Trophies are activated via the tribute menu. Place them in your house, then go to EQ button > Real Estate > Trophies to choose your active trophies. You can choose up to 4 (or more if you complete certain achievements). Then once you've chosen the trophies, activate them via the tribute menu (Alt+U). They will consume personal tribute points every 10 minutes they are active. If you're not familar with tribute, it's explained here: https://everquest.allakhazam.com/wiki/EQ:Tribute
Or in a nutshell: Get your trophy. Set it down in your house or in your plot. Select which level of your trophy you want to use thru the trophy window. Go turn in some items for tribute points to a general tribute NPC. There is one in Guild Hall or another general one in Cresent Reach named Geniveve When you wish to use it then turn it on - the Alt U mentioned to access the screen You can turn in many many items for tribute so loot everything to turn in. Or you can buy bows in the baz that players make and are worth like 50k tribute points. And finally you will usually forget to turn it off when your done using it and you log for the night and it will eat all your tribute points. So go to your options window and bottom right is a box that says turn off tribute when logging or close to that. Check that box so your tribute will turn off when you log and you will not eat it all up when your not playing.

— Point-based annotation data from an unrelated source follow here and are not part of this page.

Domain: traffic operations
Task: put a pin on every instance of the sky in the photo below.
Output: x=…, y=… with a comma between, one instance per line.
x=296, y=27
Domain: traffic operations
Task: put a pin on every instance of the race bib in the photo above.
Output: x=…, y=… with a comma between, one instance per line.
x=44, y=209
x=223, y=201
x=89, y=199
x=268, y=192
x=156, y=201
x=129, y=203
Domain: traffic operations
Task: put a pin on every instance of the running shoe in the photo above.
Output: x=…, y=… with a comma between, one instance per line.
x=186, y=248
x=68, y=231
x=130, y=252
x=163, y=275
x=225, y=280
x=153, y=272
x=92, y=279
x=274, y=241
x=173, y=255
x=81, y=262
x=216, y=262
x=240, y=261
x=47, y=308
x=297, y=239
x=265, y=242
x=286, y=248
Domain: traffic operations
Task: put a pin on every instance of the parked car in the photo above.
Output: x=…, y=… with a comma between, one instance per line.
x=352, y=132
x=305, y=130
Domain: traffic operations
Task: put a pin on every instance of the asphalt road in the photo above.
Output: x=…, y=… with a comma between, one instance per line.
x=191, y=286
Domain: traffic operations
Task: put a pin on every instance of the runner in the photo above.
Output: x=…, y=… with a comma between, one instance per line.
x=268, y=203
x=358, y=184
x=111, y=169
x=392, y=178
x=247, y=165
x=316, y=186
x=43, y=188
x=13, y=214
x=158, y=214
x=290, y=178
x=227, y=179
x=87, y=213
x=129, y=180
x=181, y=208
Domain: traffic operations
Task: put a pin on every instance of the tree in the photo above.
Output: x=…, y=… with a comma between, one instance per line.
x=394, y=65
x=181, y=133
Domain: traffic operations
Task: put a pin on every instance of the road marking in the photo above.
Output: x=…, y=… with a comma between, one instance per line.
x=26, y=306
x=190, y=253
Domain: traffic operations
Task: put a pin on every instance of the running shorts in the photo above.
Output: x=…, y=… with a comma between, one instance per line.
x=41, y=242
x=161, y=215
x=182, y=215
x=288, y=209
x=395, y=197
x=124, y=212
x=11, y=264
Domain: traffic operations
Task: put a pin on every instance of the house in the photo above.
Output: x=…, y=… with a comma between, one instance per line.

I was wondering last night , why is this even a thing? Should we have a button we have to push to not eat stat food while we are offline? Makes no sense.
Agree with that you don't eat food while camped out. BUT my Ogre and Lizard eat food while in offline trader mode. Its not much but I do have to replenish it about every 6 months or longer. Yes, I have researched it and 99% of the players say they don't. I think this is because they are using little races like elves and such. Those would be much less noticeable than the big guys. I myself, hardly notice it on my little races - maybe once a year?
No! And I can't believe you even suggested it! (Just kidding. I'm easily amused by overly-literal forum misunderstandings. )
It doesn't consume tribute while you're literally logged out of the game. But what does tend to happen is players will forget to turn tribute off and then go AFK in guild hall (or wherever) and then when they log back in it's still running, and they never notice and it just depletes a bunch of points. So they added the trophy auto-off options for when you log out. Doesn't help the perpetually AFK and online people though. It would be cool to have a visual indicator that tribute is on, maybe your health window flashes now and then or something. Which of course could be a toggleable option itself.
Or a small icon like we have with pending parcels. They consume in that small amount of time they're not offline when you're logging into that account, adding inventory, adjusting pricing, etc. If it's a trader-only character, just don't have any food/drink. There isn't any effect if you don't eat/drink other than spam to the personal chat.
I guess my sarcasm font is not very good. I meant the whole concept of turning it off while you are offline is not needed, er shouldn't be needed.
I got the sarcasm I don't think personal tribute was ever used when your character was offline. Certainly it currently doesn't count down now while you're in death hover mode or while you're zoning (at least some part of the zoning time). The reason the checkbox was added, I think, was because people would forget to turn it off before logging off. Then when they'd log back in, they wouldn't realize it was still on, which would start using their tribute points again.
so that one forgetful person doesn't nightly drain guild tribute. That's why it was added. Once upon a time we had a guild of 2200 characters and ran tribute 24/7 This feature was key to that being feasible. (and saved a lot of time manually opting out the forgetful once members were made aware.
Yeah I didnt take into account the myriads of people that leave their characters online 24/7, I can see that being needed for those people.